Transformations Overview
Teckel provides 45 transformation types for building data pipelines declaratively in YAML. Each transformation is an asset with a unique name and exactly one operation key.
Formal reference: Section 8 — Transformations in the Teckel Specification.
transformation:
- name: myTransformation
<operation_key>:
...
Every transformation entry must have exactly one operation key.

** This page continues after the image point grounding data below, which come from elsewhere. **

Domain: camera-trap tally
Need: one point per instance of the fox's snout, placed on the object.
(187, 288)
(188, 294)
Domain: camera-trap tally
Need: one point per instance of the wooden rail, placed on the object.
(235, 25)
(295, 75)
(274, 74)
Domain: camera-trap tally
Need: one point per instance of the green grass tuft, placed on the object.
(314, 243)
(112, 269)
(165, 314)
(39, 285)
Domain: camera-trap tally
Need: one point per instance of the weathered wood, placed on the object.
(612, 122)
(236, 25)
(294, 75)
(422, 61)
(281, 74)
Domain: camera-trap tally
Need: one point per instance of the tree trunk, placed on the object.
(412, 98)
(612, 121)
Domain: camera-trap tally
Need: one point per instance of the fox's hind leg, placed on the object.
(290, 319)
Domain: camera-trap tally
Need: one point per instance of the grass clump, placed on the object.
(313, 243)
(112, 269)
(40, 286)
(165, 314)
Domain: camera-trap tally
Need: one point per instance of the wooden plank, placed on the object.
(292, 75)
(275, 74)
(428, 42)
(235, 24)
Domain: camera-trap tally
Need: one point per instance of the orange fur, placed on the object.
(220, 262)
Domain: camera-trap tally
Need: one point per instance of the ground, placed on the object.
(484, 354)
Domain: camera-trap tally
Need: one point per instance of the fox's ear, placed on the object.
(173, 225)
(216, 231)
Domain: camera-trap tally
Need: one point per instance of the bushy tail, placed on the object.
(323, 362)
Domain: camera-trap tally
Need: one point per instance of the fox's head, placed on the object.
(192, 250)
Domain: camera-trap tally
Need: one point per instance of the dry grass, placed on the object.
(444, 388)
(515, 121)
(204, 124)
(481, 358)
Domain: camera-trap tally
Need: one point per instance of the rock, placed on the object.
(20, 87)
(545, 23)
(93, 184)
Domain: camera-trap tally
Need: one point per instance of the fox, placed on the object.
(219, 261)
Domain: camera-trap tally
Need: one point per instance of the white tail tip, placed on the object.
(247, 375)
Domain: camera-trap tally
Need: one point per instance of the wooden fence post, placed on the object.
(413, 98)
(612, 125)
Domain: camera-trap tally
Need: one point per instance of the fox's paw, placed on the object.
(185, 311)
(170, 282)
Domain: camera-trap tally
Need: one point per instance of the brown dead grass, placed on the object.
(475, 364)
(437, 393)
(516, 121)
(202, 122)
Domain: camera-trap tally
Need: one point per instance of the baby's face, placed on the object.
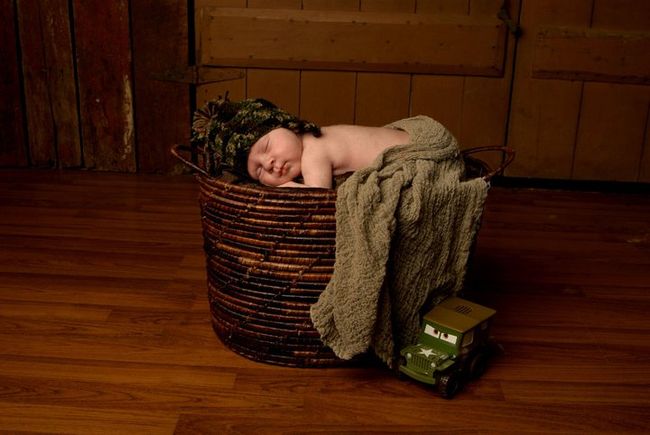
(275, 158)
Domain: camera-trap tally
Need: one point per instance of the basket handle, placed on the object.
(509, 157)
(176, 152)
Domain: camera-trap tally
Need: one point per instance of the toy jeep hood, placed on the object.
(459, 314)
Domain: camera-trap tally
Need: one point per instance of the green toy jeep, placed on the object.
(452, 346)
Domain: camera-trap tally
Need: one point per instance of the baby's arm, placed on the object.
(293, 184)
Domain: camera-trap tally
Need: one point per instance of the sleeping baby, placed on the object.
(258, 140)
(405, 218)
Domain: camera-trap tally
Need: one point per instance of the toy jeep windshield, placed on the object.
(452, 346)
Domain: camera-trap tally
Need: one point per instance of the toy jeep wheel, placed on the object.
(449, 385)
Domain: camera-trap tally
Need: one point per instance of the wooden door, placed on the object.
(581, 96)
(365, 62)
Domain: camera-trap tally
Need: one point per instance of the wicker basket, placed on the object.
(270, 254)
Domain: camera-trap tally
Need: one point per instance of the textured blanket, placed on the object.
(405, 226)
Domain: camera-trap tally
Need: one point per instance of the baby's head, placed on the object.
(227, 130)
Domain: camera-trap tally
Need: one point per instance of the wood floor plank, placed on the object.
(105, 323)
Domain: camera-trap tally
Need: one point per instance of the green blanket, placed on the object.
(405, 226)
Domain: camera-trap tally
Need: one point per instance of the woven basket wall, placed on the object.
(270, 254)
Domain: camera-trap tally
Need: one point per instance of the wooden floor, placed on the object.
(104, 323)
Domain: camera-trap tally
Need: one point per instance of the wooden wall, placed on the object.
(106, 85)
(376, 87)
(80, 83)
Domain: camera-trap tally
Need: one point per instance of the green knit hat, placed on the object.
(226, 130)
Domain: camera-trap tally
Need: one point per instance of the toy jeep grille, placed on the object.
(421, 363)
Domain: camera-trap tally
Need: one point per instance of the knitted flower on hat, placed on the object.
(226, 130)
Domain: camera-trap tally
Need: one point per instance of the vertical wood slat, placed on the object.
(13, 150)
(440, 97)
(613, 120)
(162, 109)
(383, 98)
(486, 99)
(328, 97)
(644, 164)
(611, 133)
(50, 90)
(544, 113)
(209, 91)
(105, 84)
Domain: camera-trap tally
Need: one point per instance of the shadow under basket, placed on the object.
(269, 255)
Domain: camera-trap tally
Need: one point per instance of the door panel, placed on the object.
(369, 62)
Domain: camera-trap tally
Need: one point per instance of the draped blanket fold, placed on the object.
(405, 226)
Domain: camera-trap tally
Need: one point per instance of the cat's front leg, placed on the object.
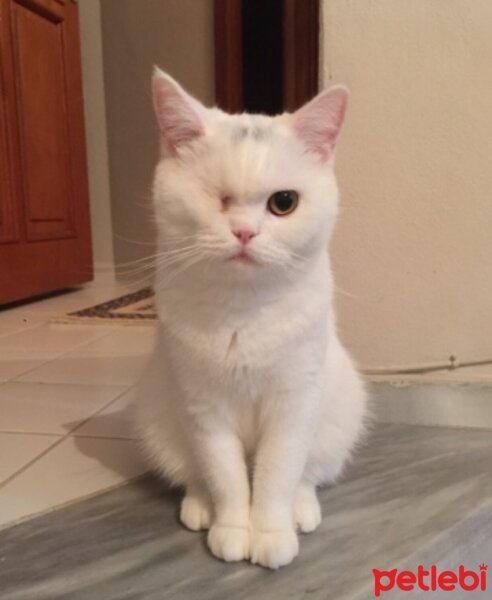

Unless otherwise stated, transformations consume one upstream asset via a from field and produce one output dataset.
Transformation Categories
Filtering and Row Selection
| YAML Key | Section | Description |
|---|---|---|
select | 8.1 | Project specific columns or expressions |
where | 8.2 | Filter rows by a boolean condition |
distinct | 8.9 | Remove duplicate rows |
limit | 8.10 | Return at most N rows |
sample | 8.19 | Return a random sample of rows |
offset | 8.32 | Skip the first N rows (v3.0) |
tail | 8.33 | Return the last N rows (v3.0) |
dropNa | 8.35 | Drop rows with NULL values (v3.0) |
Aggregation and Sorting
| YAML Key | Section | Description |
|---|---|---|
group | 8.3 | Group rows and apply aggregate functions |
orderBy | 8.4 | Sort rows by one or more columns |
rollup | 8.23 | Hierarchical aggregation with subtotals |
cube | 8.24 | Multi-dimensional aggregation (all combos) |
groupingSets | 8.42 | Arbitrary grouping column combinations (v3.0) |
describe | 8.43 | Compute descriptive statistics (v3.0) |
crosstab | 8.44 | Frequency cross-tabulation (v3.0) |
Joins
| YAML Key | Section | Description |
|---|---|---|
join | 8.5 | Join datasets (7 types including cross) |
asOfJoin | 8.39 | Temporal as-of join (v3.0) |
lateralJoin | 8.40 | Correlated lateral join (v3.0) |
Set Operations
| YAML Key | Section | Description |
|---|---|---|
union | 8.6 | Combine rows from multiple datasets |
intersect | 8.7 | Rows present in all source datasets |
except | 8.8 | Rows in the first source but not the second |
Column Operations
| YAML Key | Section | Description |
|---|---|---|
addColumns | 8.11 | Add computed columns |
dropColumns | 8.12 | Remove columns |
renameColumns | 8.13 | Rename columns via a mapping |
castColumns | 8.14 | Change column data types |
fillNa | 8.34 | Replace NULL values (v3.0) |
replace | 8.36 | Replace specific values (v3.0) |
parse | 8.38 | Parse string columns to structured data (v3.0) |
Window Functions
| YAML Key | Section | Description |
|---|---|---|
window | 8.15 | Apply window functions over partitions |
Reshaping
| YAML Key | Section | Description |
|---|---|---|
pivot | 8.16 | Rotate rows into columns (long to wide) |
unpivot | 8.17 | Rotate columns into rows (wide to long) |
flatten | 8.18 | Flatten nested structures |
conditional | 8.20 | Add a column with CASE WHEN logic |
split | 8.21 | Split dataset into two based on condition |
transpose | 8.41 | Transpose rows and columns (v3.0) |
Advanced
| YAML Key | Section | Description |
|---|---|---|
sql | 8.22 | Execute a raw SQL query |
scd2 | 8.25 | Slowly Changing Dimension Type 2 |
enrich | 8.26 | Enrich records via external HTTP API |
schemaEnforce | 8.27 | Validate or evolve dataset schema |
assertion | 8.28 | Validate data quality rules |
repartition | 8.29 | Change partition count (with shuffle) |
coalesce | 8.30 | Reduce partitions (no full shuffle) |
custom | 8.31 | Invoke a user-registered component |
merge | 8.37 | MERGE (upsert) operation (v3.0) |
hint | 8.45 | Optimizer hints for the engine (v3.0) |
General Rules
- Each transformation entry must have exactly one operation key.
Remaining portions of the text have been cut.